When a new user account is created values must be set for hasUsername, hasPassword (which is MD5ed), hasAuthority and forDomain. Any compulsory thesauruses are also usually set at this point but there is no reason they cannot be added at a later date. Once the account is created the user may edit his/her account by adding/removing optionally borrowed thesauruses, FOAF profile and keywords.
One of the most difficult problems to solve with implementing user accounts is maintaining consistency. E.g. Imagine there is already one completed thesaurus with many lexical concepts with relations to glossary entries, word forms, domain concepts and other lexical concepts. If a new user borrows this thesaurus, then they will be able to use these concepts and relations but they will also be able to create their own relations from these lexical concepts and link borrowed lexical concepts with their own new lexical concepts. Using the owner property means each lexical concept, word, glossary, lexical and domain relation must be owned by at least one user but can be owned by many users. This property ensures that if any lexical concept or relation is deleted from one user's thesaurus it will not be removed from another user thesauruses if they are using it, i.e. has created relations from it. This still inevitably means that if a lexical concept is deleted from one user's thesaurus and the user that borrows it has not created any relations from it, the lexical concept will no longer exist for the borrowing user. Therefore it may become necessary for a user to permanently borrow lexical concepts or relations from another user's thesaurus but it would be wrong for a user to be allowed to permanently borrow everything from another thesaurus as changes made to this borrowed thesaurus may actually be corrections or useful modifications, which would be lost if another user has permanently borrowed everything.

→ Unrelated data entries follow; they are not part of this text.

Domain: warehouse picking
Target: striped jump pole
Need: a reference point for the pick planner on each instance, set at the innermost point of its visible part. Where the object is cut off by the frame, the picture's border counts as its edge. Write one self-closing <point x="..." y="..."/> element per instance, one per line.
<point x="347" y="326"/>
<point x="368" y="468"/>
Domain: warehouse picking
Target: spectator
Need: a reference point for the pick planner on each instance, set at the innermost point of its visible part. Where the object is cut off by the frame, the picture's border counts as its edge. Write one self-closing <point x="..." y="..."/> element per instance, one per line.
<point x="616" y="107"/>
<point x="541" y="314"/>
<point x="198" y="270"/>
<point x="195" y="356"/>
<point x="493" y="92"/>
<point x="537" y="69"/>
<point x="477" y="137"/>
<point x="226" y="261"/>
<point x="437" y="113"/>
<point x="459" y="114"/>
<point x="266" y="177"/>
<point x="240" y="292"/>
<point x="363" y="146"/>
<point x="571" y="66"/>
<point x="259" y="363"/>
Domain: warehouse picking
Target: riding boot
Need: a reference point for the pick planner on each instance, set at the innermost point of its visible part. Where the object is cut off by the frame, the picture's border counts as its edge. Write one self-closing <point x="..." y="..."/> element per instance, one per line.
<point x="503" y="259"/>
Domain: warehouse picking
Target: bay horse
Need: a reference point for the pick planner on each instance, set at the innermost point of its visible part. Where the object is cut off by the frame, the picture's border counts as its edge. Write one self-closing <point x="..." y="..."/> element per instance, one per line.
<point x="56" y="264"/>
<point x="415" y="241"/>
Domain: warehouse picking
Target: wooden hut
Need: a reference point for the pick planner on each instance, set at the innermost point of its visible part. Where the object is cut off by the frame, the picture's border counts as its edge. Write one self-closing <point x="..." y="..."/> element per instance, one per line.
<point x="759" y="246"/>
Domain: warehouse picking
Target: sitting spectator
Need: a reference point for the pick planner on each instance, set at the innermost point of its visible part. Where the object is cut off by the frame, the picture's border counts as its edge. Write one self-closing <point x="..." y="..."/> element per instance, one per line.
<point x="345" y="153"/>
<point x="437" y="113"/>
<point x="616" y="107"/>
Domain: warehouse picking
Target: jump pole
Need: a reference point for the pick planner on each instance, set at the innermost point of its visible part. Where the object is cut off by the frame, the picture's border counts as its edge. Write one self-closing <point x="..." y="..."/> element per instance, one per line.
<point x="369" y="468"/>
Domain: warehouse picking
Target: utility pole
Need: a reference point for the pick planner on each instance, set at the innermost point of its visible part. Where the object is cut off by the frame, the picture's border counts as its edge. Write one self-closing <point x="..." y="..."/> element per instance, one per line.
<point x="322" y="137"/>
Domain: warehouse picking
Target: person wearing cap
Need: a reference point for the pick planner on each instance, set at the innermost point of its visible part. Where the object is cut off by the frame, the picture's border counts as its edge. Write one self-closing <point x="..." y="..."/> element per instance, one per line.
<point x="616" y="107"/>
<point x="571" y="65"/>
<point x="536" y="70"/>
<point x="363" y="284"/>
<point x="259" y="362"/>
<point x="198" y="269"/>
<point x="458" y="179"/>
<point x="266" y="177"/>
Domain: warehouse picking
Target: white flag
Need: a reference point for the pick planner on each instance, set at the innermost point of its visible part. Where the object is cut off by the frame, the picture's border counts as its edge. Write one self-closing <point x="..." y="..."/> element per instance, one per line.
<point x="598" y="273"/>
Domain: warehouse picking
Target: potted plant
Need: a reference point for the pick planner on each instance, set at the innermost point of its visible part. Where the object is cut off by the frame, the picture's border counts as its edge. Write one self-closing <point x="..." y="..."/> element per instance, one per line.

The way that the owner property is used means that two users can own the same lexical concept or relation but be unaware of each other's ownership. This is because the system has been designed so the user is only made aware of other users that own a concept / relation if they are user's that they borrow thesauruses from. This may seem a bit odd but it is the most sensible approach as there is little benefit for user knowing this information as it will in no way effect them but if they are aware of the information, it may just confuse them.
6.5. Discovering Thesauruses
Potentially there could be tens if not hundreds of thesaurus user accounts for one domain. This creates a major headache, how does a user find thesauruses that might be useful to him/her. Giving a thesaurus user account a username that describes what the thesaurus is about, is neither very sensible nor sufficient. An appropriate username to describe the thesaurus will probably be long-winded and will cause hassle when the user has to login. Therefore the hasKeyword property has been defined so that a user can tag their thesaurus with appropriate keywords. This gives a very flexible way to mark up thesauruses but inevitably greater flexibility leads to lesser formality, meaning that unless a user can hit on the right keyword(s) they may not find the thesaurus that is most useful to them.
Other methods have been considered to try and improve thesaurus discovery, e.g. ISBN used in book numbering or the Dewey Decimal Classification (DDC) used in libraries. The problem with both of these systems is that there may well be thesauruses that cannot be defined under this system or can only be defined in a fairly convoluted way. Therefore again a user may not be able to find the right thesaurus for them.